All crop images were identified correctly by SVM. But in case of weed images, there were some misclassifications. Five images of pigweed were misclassified as burcucumber. One image of burcucumber was misclassified as pigweed. Two images of marsh herb were misclassified as lamb's quarters. No weed image was misclassified as Chilli. The overall classification result is shown in TABLEII.
TABLE II
CLASSIFICATION RESULT USING ALL FEATURES
English Name of Samples
Number of Samples
Number of Misclassified Samples
Success Rate
Chilli
40
0
100%
Pigweed
40
5
87.5%
Marsh herb
31
2
93.5%
Lamb's quarters
33
0
100%
Cogongrass
45
0
100%
Burcucumber
35
2
94.3%
Average Success Rate
95.9%
To select the set of features which gives the best classification result, both forward-selection and backward- elimination methods were used. In forward-selection, selection process starts with a set having only one feature. Then other features are added to the set one at a time. At each step, each feature that is not the member of the set is tested whether it can be included in the set or not. If no further improvement is achieved this feature selection procedure is stopped otherwise it continues to find better success rate. In backward-elimination, the best feature selection procedure starts with a set initially having all the features included. Then the feature having the least discriminating ability is removed from the set. This process continues until the best classification result is obtained. Forward-selection and backward-elimination methodologies are combined in stepwise feature selection procedure to find out the best feature combination. In stepwise selection, features are added in set at each step one at a time just like forward-selection. After each feature is added in set by forward-selection, backward-elimination is applied on the set. Using this method, a set of nine features was selected which produce the best classification rate. Those nine features were:
Solidity
Elongatedness
Mean value of 'r'
Mean value of 'b'
Standard deviation of 'r'
Standard deviation of 'b'
ln(Φ1) of area
ln(Φ2) of area
ln(Φ4) of area
The result of ten-fold cross validation using these nine features was 97.3%. Four images of pigweed were misclassified as burcucumber and two images of burcucumber were misclassified as pigweed. All other images were classified accurately.
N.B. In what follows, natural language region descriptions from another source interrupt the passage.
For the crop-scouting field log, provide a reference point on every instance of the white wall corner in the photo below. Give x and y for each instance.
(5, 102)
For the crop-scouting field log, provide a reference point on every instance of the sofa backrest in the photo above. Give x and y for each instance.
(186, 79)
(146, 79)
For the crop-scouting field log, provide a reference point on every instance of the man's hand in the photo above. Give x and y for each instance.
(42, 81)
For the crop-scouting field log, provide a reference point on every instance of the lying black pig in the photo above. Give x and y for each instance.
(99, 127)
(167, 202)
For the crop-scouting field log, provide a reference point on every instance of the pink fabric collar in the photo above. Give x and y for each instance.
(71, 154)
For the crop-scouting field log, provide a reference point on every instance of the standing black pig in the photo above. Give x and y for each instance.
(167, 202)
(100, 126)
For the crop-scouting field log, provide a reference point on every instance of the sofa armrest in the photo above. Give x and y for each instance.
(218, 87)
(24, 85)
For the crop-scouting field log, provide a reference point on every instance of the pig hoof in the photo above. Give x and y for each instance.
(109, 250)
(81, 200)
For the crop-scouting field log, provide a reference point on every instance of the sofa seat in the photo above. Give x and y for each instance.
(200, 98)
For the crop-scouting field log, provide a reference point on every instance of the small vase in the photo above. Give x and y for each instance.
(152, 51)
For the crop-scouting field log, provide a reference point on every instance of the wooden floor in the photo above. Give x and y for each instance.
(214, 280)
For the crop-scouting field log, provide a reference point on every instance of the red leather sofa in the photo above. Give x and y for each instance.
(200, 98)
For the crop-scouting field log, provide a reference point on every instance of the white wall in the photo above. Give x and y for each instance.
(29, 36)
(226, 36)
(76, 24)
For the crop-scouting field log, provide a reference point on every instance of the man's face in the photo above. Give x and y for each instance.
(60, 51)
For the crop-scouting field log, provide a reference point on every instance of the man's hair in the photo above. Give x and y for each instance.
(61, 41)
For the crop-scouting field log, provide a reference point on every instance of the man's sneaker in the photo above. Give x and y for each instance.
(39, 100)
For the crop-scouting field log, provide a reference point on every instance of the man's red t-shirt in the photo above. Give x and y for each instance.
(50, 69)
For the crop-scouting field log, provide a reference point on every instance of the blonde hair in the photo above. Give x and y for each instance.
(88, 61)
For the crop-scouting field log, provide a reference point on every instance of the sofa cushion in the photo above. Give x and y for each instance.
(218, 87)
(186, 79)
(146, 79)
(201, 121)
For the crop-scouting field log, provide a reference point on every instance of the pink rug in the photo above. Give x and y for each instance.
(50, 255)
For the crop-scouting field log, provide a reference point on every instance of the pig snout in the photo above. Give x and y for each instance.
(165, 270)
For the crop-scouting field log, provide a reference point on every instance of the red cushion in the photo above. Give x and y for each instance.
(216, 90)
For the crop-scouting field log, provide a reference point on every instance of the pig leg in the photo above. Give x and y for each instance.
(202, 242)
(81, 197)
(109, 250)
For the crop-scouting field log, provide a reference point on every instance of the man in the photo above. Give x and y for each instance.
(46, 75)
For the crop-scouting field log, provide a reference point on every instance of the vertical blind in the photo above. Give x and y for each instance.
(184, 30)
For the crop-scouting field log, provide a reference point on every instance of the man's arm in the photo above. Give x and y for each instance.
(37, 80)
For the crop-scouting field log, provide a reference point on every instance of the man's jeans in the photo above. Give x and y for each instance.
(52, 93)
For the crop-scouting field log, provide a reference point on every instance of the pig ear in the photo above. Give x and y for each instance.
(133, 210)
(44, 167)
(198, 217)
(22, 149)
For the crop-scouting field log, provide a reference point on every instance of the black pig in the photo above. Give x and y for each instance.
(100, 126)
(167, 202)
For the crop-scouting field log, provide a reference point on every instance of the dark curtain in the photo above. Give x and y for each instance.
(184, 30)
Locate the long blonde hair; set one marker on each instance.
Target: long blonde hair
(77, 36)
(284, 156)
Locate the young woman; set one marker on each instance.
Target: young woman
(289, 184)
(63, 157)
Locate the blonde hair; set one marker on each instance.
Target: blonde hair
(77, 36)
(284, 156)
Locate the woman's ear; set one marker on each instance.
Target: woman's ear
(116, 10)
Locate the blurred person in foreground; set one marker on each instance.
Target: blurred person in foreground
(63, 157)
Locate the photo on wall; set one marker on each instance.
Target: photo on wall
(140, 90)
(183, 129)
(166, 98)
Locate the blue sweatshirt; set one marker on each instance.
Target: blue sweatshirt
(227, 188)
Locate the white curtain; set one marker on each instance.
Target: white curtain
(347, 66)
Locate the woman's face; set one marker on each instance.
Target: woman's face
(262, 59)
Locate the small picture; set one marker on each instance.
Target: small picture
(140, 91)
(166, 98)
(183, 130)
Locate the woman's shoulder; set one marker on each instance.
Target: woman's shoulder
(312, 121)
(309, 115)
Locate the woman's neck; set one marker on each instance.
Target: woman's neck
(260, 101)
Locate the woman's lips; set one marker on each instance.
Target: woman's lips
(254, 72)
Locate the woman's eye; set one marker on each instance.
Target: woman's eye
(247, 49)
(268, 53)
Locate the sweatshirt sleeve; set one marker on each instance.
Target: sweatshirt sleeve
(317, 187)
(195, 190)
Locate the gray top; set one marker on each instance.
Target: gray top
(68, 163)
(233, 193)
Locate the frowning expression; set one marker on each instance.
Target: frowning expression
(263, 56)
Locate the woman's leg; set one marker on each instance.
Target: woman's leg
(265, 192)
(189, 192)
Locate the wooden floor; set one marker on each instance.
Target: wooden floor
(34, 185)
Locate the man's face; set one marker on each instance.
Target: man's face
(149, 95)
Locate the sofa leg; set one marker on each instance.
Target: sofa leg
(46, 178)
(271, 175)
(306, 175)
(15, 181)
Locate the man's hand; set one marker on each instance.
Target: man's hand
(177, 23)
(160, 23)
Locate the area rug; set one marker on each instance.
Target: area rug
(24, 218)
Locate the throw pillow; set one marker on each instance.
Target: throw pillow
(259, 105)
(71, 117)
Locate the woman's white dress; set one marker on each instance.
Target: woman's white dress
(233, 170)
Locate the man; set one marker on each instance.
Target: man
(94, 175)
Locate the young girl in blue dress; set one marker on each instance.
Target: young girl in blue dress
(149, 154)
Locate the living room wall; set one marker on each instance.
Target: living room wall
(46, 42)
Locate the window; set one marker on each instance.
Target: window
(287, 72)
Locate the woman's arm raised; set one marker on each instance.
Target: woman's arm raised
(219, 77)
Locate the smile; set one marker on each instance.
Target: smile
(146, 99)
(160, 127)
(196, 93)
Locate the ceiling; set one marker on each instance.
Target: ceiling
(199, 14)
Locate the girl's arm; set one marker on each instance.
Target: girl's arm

The overall classification result using these nine features is given in TABLEIII.
TABLE III
CLASSIFICATION RESULT USING BEST FEATURES
English Name of Samples
Number of Samples
Number of Misclassified Samples
Success Rate
Chilli
40
0
100%
Pigweed
40
4
90%
Marsh herb
31
0
100%
Lamb's quarters
33
0
100%
Cogongrass
45
0
100%
Burcucumber
35
2
94.3%
Average Success Rate
97.3%
IV. CONCLUSION
An automated weeding system must have the ability to identify crops and weeds automatically and treat them accordingly. Machine vision system based on digital image processing is recognized as the most efficient sensor detection technique. For real-time implementation of this machine vision system, an efficient classification model is required which can classify crops and weeds with a high accuracy ratio. The goal of this paper was to test the feasibility of support vector machines in crops and weeds classification. From the results, it is clear that SVM provides very high accuracy ratio and it is also quite robust. To achieve higher success rate in real-time implementation of SVM in a weed classification system, good image segmentation and noise reduction techniques are required.